Help from WP‑Firewall
If you need immediate help, our incident response and managed protection services can:
- Apply virtual patches to block exploit attempts instantly
- Run a focused forensic and cleanup operation
- Provide monitoring and monthly reporting for your sites
We aim to reduce exposure time between public vulnerability disclosure and patch application — that window is where most mass exploit activity occurs.
Protect Your Site Now with WP‑Firewall Free
Start protecting your site immediately with WP‑Firewall’s Basic (Free) plan. It includes essential protections like a managed firewall, unlimited bandwidth, Web Application Firewall (WAF), malware scanning, and mitigation capabilities for OWASP Top 10 risks — perfect for immediate risk reduction while you plan updates or remediation.

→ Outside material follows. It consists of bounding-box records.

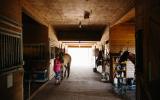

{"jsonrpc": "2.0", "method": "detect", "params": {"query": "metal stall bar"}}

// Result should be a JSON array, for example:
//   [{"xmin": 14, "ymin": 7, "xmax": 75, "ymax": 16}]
[{"xmin": 0, "ymin": 33, "xmax": 3, "ymax": 70}]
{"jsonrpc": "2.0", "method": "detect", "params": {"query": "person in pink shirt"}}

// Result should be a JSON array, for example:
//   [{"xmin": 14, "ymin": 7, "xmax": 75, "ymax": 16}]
[{"xmin": 53, "ymin": 54, "xmax": 62, "ymax": 84}]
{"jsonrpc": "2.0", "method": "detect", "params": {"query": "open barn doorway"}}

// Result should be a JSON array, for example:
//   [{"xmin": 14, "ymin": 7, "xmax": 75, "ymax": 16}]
[{"xmin": 68, "ymin": 48, "xmax": 94, "ymax": 67}]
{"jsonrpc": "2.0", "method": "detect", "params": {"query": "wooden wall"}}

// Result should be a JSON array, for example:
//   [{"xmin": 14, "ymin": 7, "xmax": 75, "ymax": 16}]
[
  {"xmin": 136, "ymin": 0, "xmax": 160, "ymax": 100},
  {"xmin": 109, "ymin": 23, "xmax": 135, "ymax": 53},
  {"xmin": 0, "ymin": 68, "xmax": 23, "ymax": 100},
  {"xmin": 0, "ymin": 0, "xmax": 24, "ymax": 100}
]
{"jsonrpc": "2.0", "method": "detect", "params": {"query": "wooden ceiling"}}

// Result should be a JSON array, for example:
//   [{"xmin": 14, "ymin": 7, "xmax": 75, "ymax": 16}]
[{"xmin": 26, "ymin": 0, "xmax": 135, "ymax": 41}]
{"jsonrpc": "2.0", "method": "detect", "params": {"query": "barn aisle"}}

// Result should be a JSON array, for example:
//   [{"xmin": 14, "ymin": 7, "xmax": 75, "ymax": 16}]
[{"xmin": 32, "ymin": 66, "xmax": 121, "ymax": 100}]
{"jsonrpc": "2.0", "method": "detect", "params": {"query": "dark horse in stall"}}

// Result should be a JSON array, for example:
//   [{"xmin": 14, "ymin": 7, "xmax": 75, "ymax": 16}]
[{"xmin": 118, "ymin": 50, "xmax": 135, "ymax": 85}]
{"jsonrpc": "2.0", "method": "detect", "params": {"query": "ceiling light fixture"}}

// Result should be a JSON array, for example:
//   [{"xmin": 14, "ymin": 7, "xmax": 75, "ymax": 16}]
[{"xmin": 78, "ymin": 21, "xmax": 82, "ymax": 28}]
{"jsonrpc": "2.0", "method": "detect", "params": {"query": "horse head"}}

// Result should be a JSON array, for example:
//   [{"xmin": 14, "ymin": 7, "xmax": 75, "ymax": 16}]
[
  {"xmin": 118, "ymin": 50, "xmax": 135, "ymax": 64},
  {"xmin": 119, "ymin": 50, "xmax": 129, "ymax": 63}
]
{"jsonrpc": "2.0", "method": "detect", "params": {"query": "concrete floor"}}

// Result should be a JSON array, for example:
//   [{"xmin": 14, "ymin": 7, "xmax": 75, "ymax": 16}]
[{"xmin": 32, "ymin": 66, "xmax": 122, "ymax": 100}]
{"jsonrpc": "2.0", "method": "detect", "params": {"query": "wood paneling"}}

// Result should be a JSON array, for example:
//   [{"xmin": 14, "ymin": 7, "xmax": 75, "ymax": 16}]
[
  {"xmin": 109, "ymin": 24, "xmax": 135, "ymax": 53},
  {"xmin": 0, "ymin": 68, "xmax": 23, "ymax": 100}
]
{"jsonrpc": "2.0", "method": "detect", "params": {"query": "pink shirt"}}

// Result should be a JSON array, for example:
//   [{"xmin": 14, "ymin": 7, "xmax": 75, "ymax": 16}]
[{"xmin": 54, "ymin": 59, "xmax": 61, "ymax": 72}]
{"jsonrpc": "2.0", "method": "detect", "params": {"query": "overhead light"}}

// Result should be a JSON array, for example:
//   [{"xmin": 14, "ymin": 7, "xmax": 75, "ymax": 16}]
[
  {"xmin": 84, "ymin": 11, "xmax": 90, "ymax": 19},
  {"xmin": 78, "ymin": 21, "xmax": 82, "ymax": 28}
]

Get started with the free plan here: https://my.wp-firewall.com/buy/wp-firewall-free-plan/
If you need automated malware removal, IP blacklisting/whitelisting, monthly security reports, or auto virtual patching, consider our Standard or Pro tiers which add proactive cleanup, IP controls, scheduled reports, and deeper managed services.
Closing notes — act now
Broken access control vulnerabilities that are exploitable without authentication are among the most urgent security issues you can face as a site owner. If you run InfusedWoo Pro (<= 5.1.2), update to 5.1.3 immediately or apply the mitigations described above.
Take the time now to:
- Update or deactivate the plugin
- Implement short-term WAF protections
- Audit user accounts and file integrity
- Sign up for a managed edge-protection service if you don’t already have one
If you want assistance from our security team — from applying virtual patches to full incident response — reach out and we’ll prioritize sites at greatest risk.
Stay safe,
WP‑Firewall Security Team
Appendix — Useful commands and queries
- Check plugin version:
wp plugin list --format=table
- Deactivate plugin:
wp plugin deactivate infusedwoo-pro
- List admin users:
wp user list --role=administrator --fields=ID,user_login,user_email,user_registered --format=table
- Find recent file changes:
find . -type f -mtime -7 -print
- Search access logs for plugin hits:
grep -i "infusedwoo" /var/log/nginx/access.log
Note: Replace plugin slug above with the exact plugin directory name on your site if it differs. If you’re not comfortable running these commands, ask your hosting provider or a qualified administrator to help.